MHI原子力研究開発の実験室で火災 電源ケーブルに焦げ跡 茨城・東海村
MHI原子力研究開発(本社・茨城県東海村)は24日、同村舟石川の同社材料ホットラボ施設内の実験室で、内部を一定の温度に保つ装置の電源ケーブルに焦げ跡や断線が見つかり、消防から火災と認定されたと発表した。現場は放射線管理区域内で、けが人はなかった。環境への影響はないという。同社で原因を調べている。
同社によると、同日午前10時ごろ、同施設1階の第2チャコール実験室で、社員が装置の電源が落ちていることに気づいた。別の社員が調査したところ、電源ケーブルに焦げ跡があるのを確認し、119番通報した。
電源ケーブルは4本あり、いずれも焦げ跡があった。このうち1本は断線していた。装置は一定の温度下で活性炭が放射性物質を吸着しているかを確認する実験を行うため、22日から稼働させていた。ケーブルは20年以上使っており、年1回の点検で異常は確認されなかったという。
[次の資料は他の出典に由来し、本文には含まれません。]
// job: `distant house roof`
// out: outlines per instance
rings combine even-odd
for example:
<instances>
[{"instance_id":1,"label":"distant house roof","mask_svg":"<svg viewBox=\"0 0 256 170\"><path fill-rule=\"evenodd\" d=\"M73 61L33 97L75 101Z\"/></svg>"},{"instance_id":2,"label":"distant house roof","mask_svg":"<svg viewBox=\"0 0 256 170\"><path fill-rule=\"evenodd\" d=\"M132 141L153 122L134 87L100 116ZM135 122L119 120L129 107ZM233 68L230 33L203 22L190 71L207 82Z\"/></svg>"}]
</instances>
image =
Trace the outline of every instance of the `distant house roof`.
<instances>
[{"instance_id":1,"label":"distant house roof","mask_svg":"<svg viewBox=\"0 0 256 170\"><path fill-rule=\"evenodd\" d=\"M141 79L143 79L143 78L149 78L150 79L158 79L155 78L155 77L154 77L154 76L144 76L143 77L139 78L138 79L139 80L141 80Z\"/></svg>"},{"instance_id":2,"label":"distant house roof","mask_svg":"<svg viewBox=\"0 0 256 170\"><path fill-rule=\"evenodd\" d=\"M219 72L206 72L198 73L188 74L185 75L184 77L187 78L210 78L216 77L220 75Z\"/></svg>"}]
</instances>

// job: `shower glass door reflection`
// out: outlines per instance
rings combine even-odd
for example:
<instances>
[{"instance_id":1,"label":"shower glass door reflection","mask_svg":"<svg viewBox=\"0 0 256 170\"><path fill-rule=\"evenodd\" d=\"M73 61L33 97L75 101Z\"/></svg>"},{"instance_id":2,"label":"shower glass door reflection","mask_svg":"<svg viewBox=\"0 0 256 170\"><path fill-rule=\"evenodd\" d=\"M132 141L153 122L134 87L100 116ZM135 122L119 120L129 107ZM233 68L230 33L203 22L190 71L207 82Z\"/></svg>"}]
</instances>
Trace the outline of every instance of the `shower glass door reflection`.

同社は原子力発電所で使用される原子燃料などの研究開発を行っている。林原浩文取締役は「厳格に原因調査を行い、対策をしっかり打つとともに、類似の装置にも不安要因がないか調査したい」と陳謝した。
村内の原子力関連施設では今月、日本原子力研究開発機構の施設で火災が相次いで3件発生している。